El primero me pidió felicidad.

El segundo, amor.

El tercero, olvido.

El cuarto, soledad.

El quinto, lágrimas que había perdido para siempre.

El sexto, valor.

El séptimo, talento.

El octavo, serenidad.

El noveno, alegría.

Y el décimo, paz.

Fui de todos ellos por igual y por igual me trataron. Se encerraron conmigo y con sus sueños en lo más profundo de su alma y, sin duda, por un momento cada uno fue, según su ilusión, feliz y enamorado y desmemoriado y solitario y valiente y sereno y alegre. Hallaron también las lágrimas, el talento y la paz...

Les comprendí entonces y por eso digo que son mecánicos y que usan su incomparable máquina en lo más inesperado. Son grandes, madre. Tanto que nos les basta con el sol y los planetas, con la tierra y el mar; tanto, que sostienen otros mundos a puerta cerrada, boca abajo, por la parte de atrás de los ojos, por dentro de la sonrisa.

Y en esos momentos miran sin ver y contemplan luces en su propia oscuridad y son desconocidos y largos y sabios... Pero, fíjate: los diez me pidieron a mí, que era el mismo, diez favores diferentes: la felicidad, el amor, el olvido, la soledad, las lágrimas, el valor, el talento, la serenidad, la alegría y la paz. Y yo te juro que no dí nada de eso a ninguno.

—¿Y ellos?

—¿Ellos a mí?

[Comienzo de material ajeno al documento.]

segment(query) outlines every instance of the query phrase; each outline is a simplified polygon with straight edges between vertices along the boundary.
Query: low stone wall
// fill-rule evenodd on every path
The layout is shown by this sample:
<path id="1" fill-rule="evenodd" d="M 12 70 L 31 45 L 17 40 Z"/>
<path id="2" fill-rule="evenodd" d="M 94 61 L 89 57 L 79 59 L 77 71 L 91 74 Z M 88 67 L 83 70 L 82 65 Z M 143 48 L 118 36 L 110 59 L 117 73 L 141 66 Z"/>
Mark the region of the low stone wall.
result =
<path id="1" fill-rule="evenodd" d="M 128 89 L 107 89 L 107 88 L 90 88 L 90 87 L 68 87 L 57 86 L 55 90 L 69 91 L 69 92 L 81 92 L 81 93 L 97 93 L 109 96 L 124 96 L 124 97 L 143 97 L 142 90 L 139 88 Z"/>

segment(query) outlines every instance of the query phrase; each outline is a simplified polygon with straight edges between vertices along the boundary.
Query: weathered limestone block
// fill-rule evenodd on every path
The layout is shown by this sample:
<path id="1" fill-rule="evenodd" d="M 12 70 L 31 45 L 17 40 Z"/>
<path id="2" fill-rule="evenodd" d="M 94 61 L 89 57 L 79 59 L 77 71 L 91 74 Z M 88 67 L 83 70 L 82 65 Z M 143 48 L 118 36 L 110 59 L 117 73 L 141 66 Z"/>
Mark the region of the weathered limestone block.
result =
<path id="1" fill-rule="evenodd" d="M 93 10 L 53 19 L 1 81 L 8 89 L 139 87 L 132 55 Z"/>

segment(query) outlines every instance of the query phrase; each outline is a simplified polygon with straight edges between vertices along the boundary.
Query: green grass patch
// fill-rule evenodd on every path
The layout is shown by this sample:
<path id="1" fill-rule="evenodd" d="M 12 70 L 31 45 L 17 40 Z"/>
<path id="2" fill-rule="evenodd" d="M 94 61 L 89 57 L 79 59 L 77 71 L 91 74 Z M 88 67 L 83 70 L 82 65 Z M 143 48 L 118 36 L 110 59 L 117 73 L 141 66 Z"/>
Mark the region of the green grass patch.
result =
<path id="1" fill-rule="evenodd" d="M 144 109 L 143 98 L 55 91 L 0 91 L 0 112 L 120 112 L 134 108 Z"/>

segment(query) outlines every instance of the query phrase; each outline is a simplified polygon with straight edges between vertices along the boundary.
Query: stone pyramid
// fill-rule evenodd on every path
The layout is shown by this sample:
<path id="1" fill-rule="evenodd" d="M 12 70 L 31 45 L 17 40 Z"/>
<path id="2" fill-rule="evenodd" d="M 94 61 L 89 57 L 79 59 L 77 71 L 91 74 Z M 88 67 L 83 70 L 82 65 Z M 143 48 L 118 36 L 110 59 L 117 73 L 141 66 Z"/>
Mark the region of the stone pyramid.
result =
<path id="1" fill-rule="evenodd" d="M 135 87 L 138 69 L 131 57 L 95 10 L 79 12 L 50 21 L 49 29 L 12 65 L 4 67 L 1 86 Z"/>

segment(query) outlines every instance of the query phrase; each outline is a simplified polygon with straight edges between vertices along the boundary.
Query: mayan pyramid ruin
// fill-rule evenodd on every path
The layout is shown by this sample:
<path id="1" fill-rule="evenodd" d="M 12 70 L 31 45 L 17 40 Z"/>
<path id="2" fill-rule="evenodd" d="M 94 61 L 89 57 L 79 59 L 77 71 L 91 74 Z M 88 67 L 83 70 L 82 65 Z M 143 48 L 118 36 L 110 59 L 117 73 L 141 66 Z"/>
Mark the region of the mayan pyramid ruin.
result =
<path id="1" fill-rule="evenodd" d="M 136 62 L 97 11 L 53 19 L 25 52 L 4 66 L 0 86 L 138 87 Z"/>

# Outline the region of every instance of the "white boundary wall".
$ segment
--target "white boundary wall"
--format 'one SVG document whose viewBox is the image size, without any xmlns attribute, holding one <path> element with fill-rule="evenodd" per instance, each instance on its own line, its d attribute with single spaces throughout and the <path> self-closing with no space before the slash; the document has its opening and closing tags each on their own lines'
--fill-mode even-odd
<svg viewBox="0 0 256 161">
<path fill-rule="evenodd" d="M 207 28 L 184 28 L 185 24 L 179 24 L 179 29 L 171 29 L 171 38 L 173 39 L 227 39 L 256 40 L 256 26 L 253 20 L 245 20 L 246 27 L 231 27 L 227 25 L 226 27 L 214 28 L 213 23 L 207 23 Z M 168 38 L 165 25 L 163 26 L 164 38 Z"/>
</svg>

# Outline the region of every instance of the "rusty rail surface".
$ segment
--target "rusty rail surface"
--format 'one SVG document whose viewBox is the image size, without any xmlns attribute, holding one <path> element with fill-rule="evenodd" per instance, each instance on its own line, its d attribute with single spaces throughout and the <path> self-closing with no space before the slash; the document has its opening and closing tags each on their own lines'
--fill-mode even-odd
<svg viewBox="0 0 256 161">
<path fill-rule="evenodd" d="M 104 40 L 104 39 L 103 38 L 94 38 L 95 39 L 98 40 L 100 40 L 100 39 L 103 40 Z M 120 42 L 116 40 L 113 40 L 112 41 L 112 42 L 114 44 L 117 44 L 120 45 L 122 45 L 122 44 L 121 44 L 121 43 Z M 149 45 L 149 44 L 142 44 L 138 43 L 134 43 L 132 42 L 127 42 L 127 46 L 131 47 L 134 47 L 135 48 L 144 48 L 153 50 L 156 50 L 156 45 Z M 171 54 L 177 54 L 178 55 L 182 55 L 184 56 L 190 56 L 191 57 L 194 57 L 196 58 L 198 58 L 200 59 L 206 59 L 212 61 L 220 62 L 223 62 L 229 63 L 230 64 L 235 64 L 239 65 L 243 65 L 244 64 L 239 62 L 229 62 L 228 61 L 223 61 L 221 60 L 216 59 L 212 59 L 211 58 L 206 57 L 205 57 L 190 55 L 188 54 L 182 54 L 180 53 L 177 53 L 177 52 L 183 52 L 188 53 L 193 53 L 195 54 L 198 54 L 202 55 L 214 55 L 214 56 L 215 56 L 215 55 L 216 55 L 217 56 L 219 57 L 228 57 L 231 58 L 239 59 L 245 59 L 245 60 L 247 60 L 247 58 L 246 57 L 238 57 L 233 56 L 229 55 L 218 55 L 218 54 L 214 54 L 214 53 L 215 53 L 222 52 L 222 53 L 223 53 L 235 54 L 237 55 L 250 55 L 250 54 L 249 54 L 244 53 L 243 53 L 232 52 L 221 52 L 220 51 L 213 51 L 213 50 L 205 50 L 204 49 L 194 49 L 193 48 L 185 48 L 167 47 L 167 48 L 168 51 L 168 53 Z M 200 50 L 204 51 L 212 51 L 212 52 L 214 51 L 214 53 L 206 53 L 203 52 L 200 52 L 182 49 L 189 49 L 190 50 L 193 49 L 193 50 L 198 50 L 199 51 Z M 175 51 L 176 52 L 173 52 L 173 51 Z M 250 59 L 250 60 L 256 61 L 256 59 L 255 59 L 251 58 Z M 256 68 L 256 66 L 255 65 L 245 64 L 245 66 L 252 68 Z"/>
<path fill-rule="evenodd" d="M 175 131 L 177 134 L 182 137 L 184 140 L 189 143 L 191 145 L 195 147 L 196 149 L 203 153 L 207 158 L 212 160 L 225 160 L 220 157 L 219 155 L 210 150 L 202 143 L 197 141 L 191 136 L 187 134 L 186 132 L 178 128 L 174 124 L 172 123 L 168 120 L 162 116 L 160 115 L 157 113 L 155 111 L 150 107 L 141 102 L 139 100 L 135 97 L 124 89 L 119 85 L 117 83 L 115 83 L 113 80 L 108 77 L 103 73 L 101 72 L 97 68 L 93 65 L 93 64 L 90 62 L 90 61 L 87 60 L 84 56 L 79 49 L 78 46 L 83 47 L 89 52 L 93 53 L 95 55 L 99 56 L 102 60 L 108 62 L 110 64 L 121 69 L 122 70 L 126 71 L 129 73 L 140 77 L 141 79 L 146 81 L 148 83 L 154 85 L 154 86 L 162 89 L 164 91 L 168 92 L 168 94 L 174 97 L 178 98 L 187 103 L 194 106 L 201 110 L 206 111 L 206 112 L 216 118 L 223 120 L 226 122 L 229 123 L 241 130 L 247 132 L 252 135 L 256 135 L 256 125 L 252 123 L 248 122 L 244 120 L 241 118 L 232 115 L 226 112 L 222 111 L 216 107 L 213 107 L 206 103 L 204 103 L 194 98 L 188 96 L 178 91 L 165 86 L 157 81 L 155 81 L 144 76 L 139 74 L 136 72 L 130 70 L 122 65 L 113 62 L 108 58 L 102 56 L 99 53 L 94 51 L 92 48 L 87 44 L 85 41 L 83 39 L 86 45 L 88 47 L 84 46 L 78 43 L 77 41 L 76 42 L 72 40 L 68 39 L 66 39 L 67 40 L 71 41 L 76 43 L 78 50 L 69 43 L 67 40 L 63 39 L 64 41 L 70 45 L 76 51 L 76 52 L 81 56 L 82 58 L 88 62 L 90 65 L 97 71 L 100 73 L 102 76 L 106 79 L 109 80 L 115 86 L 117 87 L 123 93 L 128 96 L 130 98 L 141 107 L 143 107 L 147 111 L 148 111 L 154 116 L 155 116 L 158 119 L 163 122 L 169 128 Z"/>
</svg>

Una lección. ¿Dices que mienten? Pues sí, pero ahora sé por qué: porque no caben en una sola verdad de grandes que son; porque se salen de su vida y de su cuerpo a cada instante; porque quien los hizo puso demasiado en tan poco espacio.

—Quizá.

—Quizá. ¿Por qué no iban a acudir a mí? Yo, ¿sabes?, les quito el pedazo que ellos no soportan en ese momento; les hago pequeños, si quieres. De cualquier modo, conmigo se toleran un poco más y se encuentran del todo al extraviarse en parte.

—Ya te dije que eran difíciles.

—¿Difíciles? Hay que hacer por entenderles. Ninguno está vacío y lo más curioso es que todos, cerca de mí, se acusan de estarlo. Pienso que... de haber tenido otro tamaño, estos hombres se hubieran comido las estrellas.

—Se las comerán, hijo.

—Sí: se las comerán tarde o temprano.

—Me llevan ya, hijo.

—Adiós, madre.

—Adiós. Hay nubes que me esperan.

Así se despidieron: la Madre Sarmiento de innumerables partos, y el hijo, el Espíritu del Vino, que, lentamente, iba comprendiendo.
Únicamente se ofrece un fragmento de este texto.